FDA Approves Transdermal Patch for Migraine

Laurie Barclay, MD

January 18, 2013

The U.S. Food and Drug Administration (FDA) has approved sumatriptan iontophoretic transdermal system (Zecuity, NuPathe Inc) for acute treatment of adults who have migraine with or without aura. The single-use, battery-powered patch offers relief of migraine-related nausea (MRN) as well as migraine headache pain.

Of 16 million U.S. adults diagnosed and treated with migraine, 8 million have MRN and typically avoid use of oral medications.

"In addition to severe headache pain, migraine patients present with other significant symptoms, which commonly includes [MRN]," Lawrence C. Newman, MD, director of the Headache Institute at St. Luke's-Roosevelt Hospital in New York City, said in a news release from the company. "For these patients, physicians need to assess and offer treatments tailored to each individual patient's array of migraine symptoms. In fact, the American Academy of Neurology guidelines recommend a non-oral route of administration for migraineurs who experience nausea or vomiting as significant symptoms."

When applied to the upper arm or thigh during a migraine and activated with a push button, the patch initiates transdermal delivery of sumatriptan, bypassing the gastrointestinal (GI) tract. Using a microprocessor to continuously monitor skin resistance, the patch delivers a total dose of 6.5 mg throughout the 4-hour dosing period.

In phase 3 trials enrolling a total of 800 patients with migraine who used more than 10,000 patches, the treatment safely and effectively relieved migraine pain, MRN, sonophobia, and photophobia within 2 hours of patch activation.

Headache pain resolved at 2 hours in 18% of patients receiving the active patch in the phase 3 pivotal study, compared with 9% of those receiving placebo. At 2 hours, headache pain relief occurred in 53% of treated patients and in 29% of those receiving placebo. Freedom from nausea at 2 hours occurred in 84% and in 63%, respectively.

"[MRN] can be as debilitating as migraine headache pain itself," said study investigator Stephen D. Silberstein, MD, professor of neurology and director of the Jefferson Headache Center in Philadelphia, Pennsylvania. "Treatments bypassing the GI tract may be the best way to treat these patients."
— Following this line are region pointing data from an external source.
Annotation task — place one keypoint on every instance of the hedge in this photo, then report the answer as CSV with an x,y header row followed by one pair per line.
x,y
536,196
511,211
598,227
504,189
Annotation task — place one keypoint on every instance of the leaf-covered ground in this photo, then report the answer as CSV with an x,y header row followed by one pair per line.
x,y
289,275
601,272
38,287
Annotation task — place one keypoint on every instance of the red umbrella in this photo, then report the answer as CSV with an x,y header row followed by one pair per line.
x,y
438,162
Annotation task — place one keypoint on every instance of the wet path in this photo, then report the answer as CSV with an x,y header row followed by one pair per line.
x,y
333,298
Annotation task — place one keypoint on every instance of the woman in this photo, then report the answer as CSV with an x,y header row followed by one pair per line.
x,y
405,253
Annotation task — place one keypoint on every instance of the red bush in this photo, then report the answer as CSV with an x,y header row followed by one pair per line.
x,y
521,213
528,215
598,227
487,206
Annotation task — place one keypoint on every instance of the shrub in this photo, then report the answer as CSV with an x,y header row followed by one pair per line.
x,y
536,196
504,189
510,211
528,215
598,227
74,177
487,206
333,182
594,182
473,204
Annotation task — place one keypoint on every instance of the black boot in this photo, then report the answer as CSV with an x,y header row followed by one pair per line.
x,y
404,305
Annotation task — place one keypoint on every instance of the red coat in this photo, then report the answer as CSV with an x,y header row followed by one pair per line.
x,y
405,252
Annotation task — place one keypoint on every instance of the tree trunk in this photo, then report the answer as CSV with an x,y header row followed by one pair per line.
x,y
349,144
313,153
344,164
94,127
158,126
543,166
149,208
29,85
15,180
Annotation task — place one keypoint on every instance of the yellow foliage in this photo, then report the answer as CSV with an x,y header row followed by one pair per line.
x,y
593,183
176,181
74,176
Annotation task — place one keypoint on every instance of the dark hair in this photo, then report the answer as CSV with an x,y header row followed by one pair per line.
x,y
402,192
The most commonly reported adverse effects associated with the patch, occurring in more than 5% of patients, were application site pain, tingling, itching, warmth, and discomfort. Adverse events often associated with triptans include atypical sensations, which occurred in 2% of patients receiving treatment, and pain and other pressure sensations, also reported in 2%.

Contraindications to use of Zecuity (formerly known as NP101 and Zelrix) are history of coronary artery disease or coronary vasospasm; Wolff-Parkinson-White syndrome or other cardiac accessory conduction pathway disorders; history of stroke, transient ischemic attack, or hemiplegic or basilar migraine; peripheral vascular disease; ischemic bowel disease; uncontrolled hypertension; use of another triptan or an ergotamine within 24 hours; use of a monoamine oxidase A inhibitor in the past 2 weeks; hypersensitivity to sumatriptan or components of Zecuity; severe hepatic impairment; and allergic contact dermatitis to the product. Use during an MRI is also contraindicated.

Like other triptans, Zecuity may be associated with potentially life-threatening serotonin syndrome.